Among the benefits of organic farming are higher incomes, more stable and nutritious diets, higher soil fertility, reduced soil erosion, better resilience to climate extremes like drought and heavy rainfall, greater resource efficiency, lower carbon footprints, less dependence on purchased external inputs and reduced rural-urban migration.
Ten years of a public-private effort to expand the range of places where developing-country farmers can sell their organic products has been reviewed at a two day conference — yesterday and today — in Nuremberg, Germany.High-level officials and experts, including director of the UNCTAD Division on International Trade in Goods and Services, and Commodities Guillermo Valles discussed on progress made and practical means for further surmounting technical barriers to the marketing of organic products – a sector that already accounts for sales of $60 billion annually.
Organic production that is certified assures buyers that the product has been produced in accordance with organic standards. Certified organic products can fetch higher prices for farmers in developing countries — typically they earn from 15 to 150 per cent more than conventional products. Increasingly, they can be traded internationally in robust markets. Minor differences in organic standards and certification requirements can hinder this trade. Harmonisation and equivalence — that is, mutual recognition of different standards and conformity assessment systems — are a means of overcoming these differences so that markets for organic products continue to grow.
Deputy director-general of the WTO Harsha Singh; assistant director-general of the Food and Agriculture Organisation of the United Nations (FAO) Alexander Mueller; and deputy secretary of the Department of Agriculture of the USA Kathleen Merrigan also addressed the meeting.Co-sponsored by BioFach, the world’s largest organic trade show and conference took place just before the 2012 BioFach is held in Nuremberg. A partnership to promote global organic market access was established at a February 2002 conference of UNCTAD, FAO and the International Federation of Organic Agriculture Movements (IFOAM), the international umbrella organisation for the organic sector.From 2003 to 2008, the three organisations convened the International Task Force on Harmonisation and Equivalence in Organic Agriculture (ITF) – a platform for dialogue between public and private institutions involved in organic trade and regulation.

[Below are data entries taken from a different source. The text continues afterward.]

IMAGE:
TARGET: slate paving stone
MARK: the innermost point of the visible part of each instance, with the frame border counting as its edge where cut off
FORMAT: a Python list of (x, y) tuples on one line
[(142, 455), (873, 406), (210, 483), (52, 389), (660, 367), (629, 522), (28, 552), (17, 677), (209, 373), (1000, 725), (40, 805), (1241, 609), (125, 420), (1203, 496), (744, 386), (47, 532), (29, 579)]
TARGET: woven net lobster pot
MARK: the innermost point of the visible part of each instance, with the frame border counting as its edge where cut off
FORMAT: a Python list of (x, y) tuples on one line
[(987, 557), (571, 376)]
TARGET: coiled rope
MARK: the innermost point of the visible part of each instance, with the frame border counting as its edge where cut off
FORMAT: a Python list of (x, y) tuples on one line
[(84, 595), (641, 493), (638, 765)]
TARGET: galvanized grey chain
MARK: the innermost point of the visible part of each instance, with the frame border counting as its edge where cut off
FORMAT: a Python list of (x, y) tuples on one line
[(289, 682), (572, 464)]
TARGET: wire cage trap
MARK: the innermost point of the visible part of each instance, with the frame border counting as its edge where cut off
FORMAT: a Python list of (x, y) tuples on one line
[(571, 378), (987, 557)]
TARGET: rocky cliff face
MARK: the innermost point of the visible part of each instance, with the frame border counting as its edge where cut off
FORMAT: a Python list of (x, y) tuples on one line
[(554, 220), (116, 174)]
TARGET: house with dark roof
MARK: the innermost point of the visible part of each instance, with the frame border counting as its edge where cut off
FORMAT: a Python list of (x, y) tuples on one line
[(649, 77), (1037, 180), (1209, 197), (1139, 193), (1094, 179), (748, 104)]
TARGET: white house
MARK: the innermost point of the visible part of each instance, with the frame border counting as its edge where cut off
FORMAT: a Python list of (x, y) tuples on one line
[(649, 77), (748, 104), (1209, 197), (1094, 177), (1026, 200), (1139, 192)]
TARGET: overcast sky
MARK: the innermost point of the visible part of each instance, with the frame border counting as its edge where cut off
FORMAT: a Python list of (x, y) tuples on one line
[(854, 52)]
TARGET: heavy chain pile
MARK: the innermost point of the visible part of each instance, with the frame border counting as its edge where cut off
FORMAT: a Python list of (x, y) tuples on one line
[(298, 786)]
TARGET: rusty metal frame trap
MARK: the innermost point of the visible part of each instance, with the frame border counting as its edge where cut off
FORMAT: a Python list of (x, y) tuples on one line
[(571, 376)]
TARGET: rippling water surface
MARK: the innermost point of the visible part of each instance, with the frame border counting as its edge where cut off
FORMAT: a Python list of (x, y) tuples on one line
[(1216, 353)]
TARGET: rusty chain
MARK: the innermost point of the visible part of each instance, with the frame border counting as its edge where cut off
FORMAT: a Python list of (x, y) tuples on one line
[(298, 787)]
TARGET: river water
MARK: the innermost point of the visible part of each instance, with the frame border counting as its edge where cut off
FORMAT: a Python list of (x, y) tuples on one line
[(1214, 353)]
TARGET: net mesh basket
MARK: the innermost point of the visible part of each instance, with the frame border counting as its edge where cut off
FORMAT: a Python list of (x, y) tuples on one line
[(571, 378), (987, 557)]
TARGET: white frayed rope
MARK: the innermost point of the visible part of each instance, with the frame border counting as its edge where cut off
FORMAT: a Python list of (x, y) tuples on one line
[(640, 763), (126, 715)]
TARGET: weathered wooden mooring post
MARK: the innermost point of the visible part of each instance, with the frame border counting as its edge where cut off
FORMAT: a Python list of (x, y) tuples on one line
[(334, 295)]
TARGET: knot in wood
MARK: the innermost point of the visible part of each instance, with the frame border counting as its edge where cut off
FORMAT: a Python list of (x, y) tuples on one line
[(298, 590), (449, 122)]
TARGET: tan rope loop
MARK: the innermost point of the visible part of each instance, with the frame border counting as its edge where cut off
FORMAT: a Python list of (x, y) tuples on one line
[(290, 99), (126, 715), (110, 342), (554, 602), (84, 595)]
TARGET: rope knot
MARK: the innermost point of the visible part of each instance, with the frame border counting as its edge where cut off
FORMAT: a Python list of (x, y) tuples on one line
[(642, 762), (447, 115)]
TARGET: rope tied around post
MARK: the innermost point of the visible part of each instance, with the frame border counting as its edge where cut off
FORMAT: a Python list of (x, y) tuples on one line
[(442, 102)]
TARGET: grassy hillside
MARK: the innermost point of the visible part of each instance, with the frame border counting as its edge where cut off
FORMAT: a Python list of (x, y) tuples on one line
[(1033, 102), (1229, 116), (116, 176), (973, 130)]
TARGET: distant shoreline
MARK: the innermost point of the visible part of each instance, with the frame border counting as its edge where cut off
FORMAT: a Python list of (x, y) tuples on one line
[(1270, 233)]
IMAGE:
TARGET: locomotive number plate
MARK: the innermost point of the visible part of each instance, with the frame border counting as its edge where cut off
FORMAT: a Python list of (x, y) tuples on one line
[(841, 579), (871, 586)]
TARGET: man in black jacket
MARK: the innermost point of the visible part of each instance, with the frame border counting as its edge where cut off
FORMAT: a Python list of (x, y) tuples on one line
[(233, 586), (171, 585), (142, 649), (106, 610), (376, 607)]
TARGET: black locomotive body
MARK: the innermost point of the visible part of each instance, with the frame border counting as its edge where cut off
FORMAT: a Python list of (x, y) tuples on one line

The Task Force conducted in-depth analyses and developed recommendations and practical tools to ease the international flow of organic goods. The partners’ collaboration to further develop and promote uptake of International Task Force outcomes has helped to change mindsets and the landscape of international organic trade.
The EU references the Task Force’s tools and incorporates the principle of equivalency into its new system for approving organic imports. That makes it more likely that organic produce from developing countries will be accepted for import into the EU. And it makes it easier for organic production to be tailored to local agro-ecological and socio-economic conditions.
Similarly, IFOAM, the international organic private-sector standard-setter, now focuses on building a family of standards that meet key common objectives of organic systems, but with space for local adaptation.
The US and the EU have each signed organic equivalency agreements with Canada and will reportedly announce another agreement soon. Together the three markets account for 95 per cent of global certified organic sales, sourced worldwide. The US-Canada agreement particularly benefits developing countries because it includes acceptance of organic goods from third parties – that is, if such imported produce is recognised as organic by one country it can be sold as organic in both.
There is a major trend towards developing and applying regional organic standards. Such efforts are under way in East Africa, the Pacific, Central America, and South and South-East Asia. Farmers meeting regional standards are able to sell their produce in other countries in the region.